吉川 琢也 殿(帯広畜産大学環境農学研究部門 准教授)

 吉川氏は,木質・草本系バイオマスを対象に,ユニークな二相系溶媒による成分分離技術を開発し,さらに本技術で得られる各構成成分の触媒変換において優れた業績を挙げた。
 持続可能な社会への移行に向けて,再生可能で賦存量の豊富な炭素資源である木質・草本系バイオマスの利活用が求められており,それには構成成分(リグニン,へミセルロース,セルロース)の成分分離が不可欠である。吉川氏は,構成成分に不要な化学的変性を与えない温和な成分分離法として,水-ブタノール二相系溶媒を使った方法を開発した。本法では,可溶化リグニンをブタノール相に順次抽出しながら,へミセルロース由来糖を水相へ可溶させ,セルロースは固形分として分離・回収される。可溶化リグニンの抽出過程の律速段階を反応工学的に明らかにするとともに,既往の水-エタノール均一系溶媒よりも,リグニンとへミセルロースの両方の可溶化率を高められることを実証し,溶解度パラメーターの解析によってこれを裏付けた。
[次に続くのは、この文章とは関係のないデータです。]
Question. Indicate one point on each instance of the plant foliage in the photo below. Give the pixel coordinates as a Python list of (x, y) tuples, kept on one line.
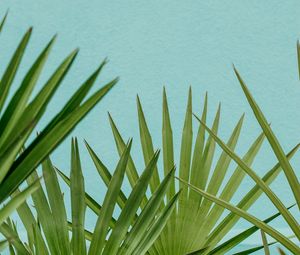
[(132, 232), (21, 112)]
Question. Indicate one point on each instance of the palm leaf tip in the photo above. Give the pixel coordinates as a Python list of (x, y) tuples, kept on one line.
[(273, 141)]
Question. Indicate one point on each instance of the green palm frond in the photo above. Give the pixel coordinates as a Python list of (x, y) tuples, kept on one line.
[(261, 183), (21, 112), (132, 231), (195, 223)]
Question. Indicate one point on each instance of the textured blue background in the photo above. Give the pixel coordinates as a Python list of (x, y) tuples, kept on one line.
[(176, 44)]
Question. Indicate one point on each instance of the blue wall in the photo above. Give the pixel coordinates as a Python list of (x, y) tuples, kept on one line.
[(176, 44)]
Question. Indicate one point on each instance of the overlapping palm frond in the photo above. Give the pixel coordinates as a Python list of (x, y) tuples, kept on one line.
[(132, 232), (21, 112), (194, 225), (262, 183)]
 吉川氏は,酸化鉄系触媒を用いた水素の外部供給を必要としない反応プロセスによる可溶化リグニンからのフェノール類の高収率回収を達成した。また,この反応プロセスの課題であった多様なフェノール類の生成を,ゼオライト触媒を用いたトランスアルキル化との組み合わせによって解決した。さらに,シンプルな溶剤分画プロセスの開発と軽質リグニンの防腐剤としての利用,可溶化リグニンの特性を生かした水系バイオプロセスとの連携による芳香族モノマーへの集約を行い,リグニンの用途開発を大きく進展させた。吉川氏はリグニンに加えて,セルロース・へミセルロース由来成分の化学品への触媒変換や,セルロースの特異な繊維配列をそのまま生かした樹脂複合材の開発においても大きな成果を挙げた。
 以上の研究成果は,木質・草本系バイオマスの高度利用につながり,石油化学工業への再生可能原料の供給に大いに寄与しうるものである。よって,本会表彰規程第12条1項に該当するものと認められる。